W zeszłym tygodniu Milley odmówił dyskusji na temat tego, czy Ukraińcom nie wolno uderzać na Krym za pomocą materiałów dostarczonych przez USA.

Amerykańscy urzędnicy powiedzieli wcześniej, że Kijów nie użyje amerykańskiej broni do uderzenia na terytorium Rosji, a Stany Zjednoczone podobno upośledziły wyrzutnie rakiet artyleryjskich o wysokiej mobilności dostarczone Ukrainie, aby uniemożliwić jej dotarcie na terytorium Rosji.

Farkas powiedział, że administracja może znaleźć równowagę między zapewnieniem Ukrainie potęgi wojskowej potrzebnej do osiągnięcia jej maksymalistycznych celów, nawet jeśli Stany Zjednoczone jasno określają, jakie działania przeciwko Rosji są zabronione.

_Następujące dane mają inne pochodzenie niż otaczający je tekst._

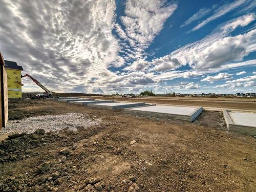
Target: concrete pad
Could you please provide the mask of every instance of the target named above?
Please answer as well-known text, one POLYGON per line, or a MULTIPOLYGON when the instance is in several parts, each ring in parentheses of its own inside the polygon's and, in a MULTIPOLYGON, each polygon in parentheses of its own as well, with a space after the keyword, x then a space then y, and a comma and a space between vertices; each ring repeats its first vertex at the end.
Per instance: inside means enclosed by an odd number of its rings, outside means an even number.
POLYGON ((55 97, 53 98, 53 100, 58 100, 59 99, 77 99, 76 97, 55 97))
POLYGON ((124 113, 192 122, 202 112, 202 107, 153 105, 124 110, 124 113))
POLYGON ((256 136, 256 113, 223 110, 227 130, 256 136))
POLYGON ((104 108, 110 110, 115 110, 117 109, 133 108, 134 106, 143 106, 145 105, 145 103, 141 102, 116 102, 109 103, 88 104, 88 106, 97 108, 104 108))
POLYGON ((69 102, 70 101, 93 101, 94 100, 94 99, 86 99, 86 98, 77 98, 76 99, 58 99, 58 101, 69 102))
POLYGON ((113 100, 95 100, 94 101, 70 101, 69 103, 87 105, 89 103, 107 103, 114 102, 113 100))

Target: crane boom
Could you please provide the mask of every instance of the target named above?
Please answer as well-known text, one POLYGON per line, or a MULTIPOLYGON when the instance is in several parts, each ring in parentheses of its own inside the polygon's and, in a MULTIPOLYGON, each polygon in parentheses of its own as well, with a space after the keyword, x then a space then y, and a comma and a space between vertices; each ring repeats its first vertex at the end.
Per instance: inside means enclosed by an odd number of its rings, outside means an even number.
POLYGON ((37 85, 38 85, 44 90, 45 90, 48 94, 49 94, 49 95, 52 95, 52 93, 51 91, 50 91, 47 88, 46 88, 45 86, 44 86, 40 82, 39 82, 36 79, 33 78, 31 76, 29 75, 28 74, 26 74, 24 76, 22 75, 22 78, 26 76, 29 77, 30 78, 31 78, 33 81, 34 81, 35 83, 36 83, 37 85))

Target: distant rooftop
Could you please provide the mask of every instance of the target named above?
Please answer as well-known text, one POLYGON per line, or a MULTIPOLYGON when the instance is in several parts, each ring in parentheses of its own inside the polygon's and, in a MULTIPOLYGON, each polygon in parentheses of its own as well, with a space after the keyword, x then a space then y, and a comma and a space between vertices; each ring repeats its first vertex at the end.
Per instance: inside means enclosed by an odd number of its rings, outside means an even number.
POLYGON ((18 66, 17 62, 11 61, 10 60, 5 60, 5 65, 6 68, 16 69, 17 70, 23 71, 23 68, 22 66, 18 66))

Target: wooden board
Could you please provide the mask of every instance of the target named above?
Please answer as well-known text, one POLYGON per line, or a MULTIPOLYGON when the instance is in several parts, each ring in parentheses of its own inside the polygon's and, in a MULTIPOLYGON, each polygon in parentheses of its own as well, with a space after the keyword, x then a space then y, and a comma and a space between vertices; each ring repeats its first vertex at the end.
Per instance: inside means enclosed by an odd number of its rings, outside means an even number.
POLYGON ((5 127, 8 120, 7 73, 4 58, 0 52, 0 130, 5 127))

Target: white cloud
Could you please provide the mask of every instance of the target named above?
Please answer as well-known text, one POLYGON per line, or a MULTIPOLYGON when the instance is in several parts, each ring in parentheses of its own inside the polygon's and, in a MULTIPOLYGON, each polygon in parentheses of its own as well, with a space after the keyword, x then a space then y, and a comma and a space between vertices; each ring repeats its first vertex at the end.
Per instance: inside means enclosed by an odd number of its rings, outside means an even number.
POLYGON ((241 75, 245 74, 246 73, 246 72, 245 71, 241 71, 240 72, 237 73, 236 74, 236 75, 241 75))
POLYGON ((238 0, 236 1, 231 3, 227 4, 220 7, 217 9, 215 13, 210 17, 208 17, 205 20, 203 20, 199 24, 197 25, 192 29, 192 31, 195 31, 201 28, 202 27, 206 25, 209 22, 214 20, 229 12, 229 11, 238 8, 242 4, 246 2, 246 0, 238 0))
POLYGON ((231 81, 226 81, 227 83, 240 82, 244 81, 250 81, 256 80, 256 75, 249 76, 248 77, 241 78, 240 79, 234 79, 231 81))
POLYGON ((228 83, 221 85, 217 86, 216 88, 229 88, 229 89, 233 89, 237 87, 254 87, 256 85, 255 81, 248 81, 244 82, 238 83, 228 83))
POLYGON ((187 85, 185 86, 185 89, 199 89, 202 87, 199 85, 198 83, 195 83, 194 82, 189 83, 187 85))
POLYGON ((120 17, 124 28, 119 24, 115 25, 118 35, 128 42, 120 42, 121 47, 126 48, 121 52, 125 55, 125 60, 143 58, 146 55, 145 49, 159 33, 165 20, 177 8, 175 4, 166 5, 165 1, 126 1, 125 16, 120 17))
POLYGON ((248 25, 251 22, 255 20, 255 14, 251 13, 238 17, 233 22, 224 26, 221 29, 227 30, 229 29, 234 30, 239 26, 244 27, 248 25))
MULTIPOLYGON (((1 51, 50 90, 91 92, 81 84, 115 76, 108 67, 118 58, 115 9, 114 0, 2 1, 1 51)), ((25 91, 34 86, 24 80, 25 91)))
POLYGON ((124 70, 141 71, 148 67, 148 62, 143 59, 139 59, 134 61, 131 66, 125 67, 124 70))
POLYGON ((228 79, 232 78, 232 74, 228 73, 220 73, 216 76, 208 76, 207 77, 201 79, 201 81, 212 82, 216 80, 228 79))
POLYGON ((190 17, 188 19, 187 19, 182 25, 181 25, 181 27, 185 27, 185 26, 190 24, 191 23, 200 19, 203 18, 204 16, 209 14, 212 9, 215 6, 212 6, 212 8, 209 9, 206 9, 205 8, 200 9, 198 12, 194 14, 191 17, 190 17))
POLYGON ((169 55, 154 59, 151 63, 155 65, 155 70, 159 72, 177 69, 181 66, 177 58, 172 58, 169 55))

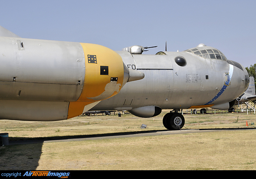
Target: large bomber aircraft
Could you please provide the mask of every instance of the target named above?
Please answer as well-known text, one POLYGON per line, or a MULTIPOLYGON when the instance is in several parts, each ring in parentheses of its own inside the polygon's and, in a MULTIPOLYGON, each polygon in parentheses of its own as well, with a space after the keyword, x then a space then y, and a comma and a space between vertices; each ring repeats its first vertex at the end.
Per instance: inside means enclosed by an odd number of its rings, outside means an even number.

„Jeżeli boimy się, że Ukraina będzie nadużywać sprzętu, to powinniśmy jasno powiedzieć Ukraińcom – przez nadużycia, to znaczy uderzanie w cele cywilne, przeprowadzanie zamachów – powinniśmy być z Ukraińcami szczerzy i testować ich dostarczaniem im z bardziej wydajną bronią i zobaczyć, jak jej używają” – powiedziała.

„Tak, powinniśmy zapewnić Ukrainie możliwość rażenia celów uzbrojonych z bezpiecznej odległości, na Krymie i w każdym miejscu, gdzie rosyjskie wojsko prowadzi operacje lub logistycznie przygotowuje się do prowadzenia operacji”.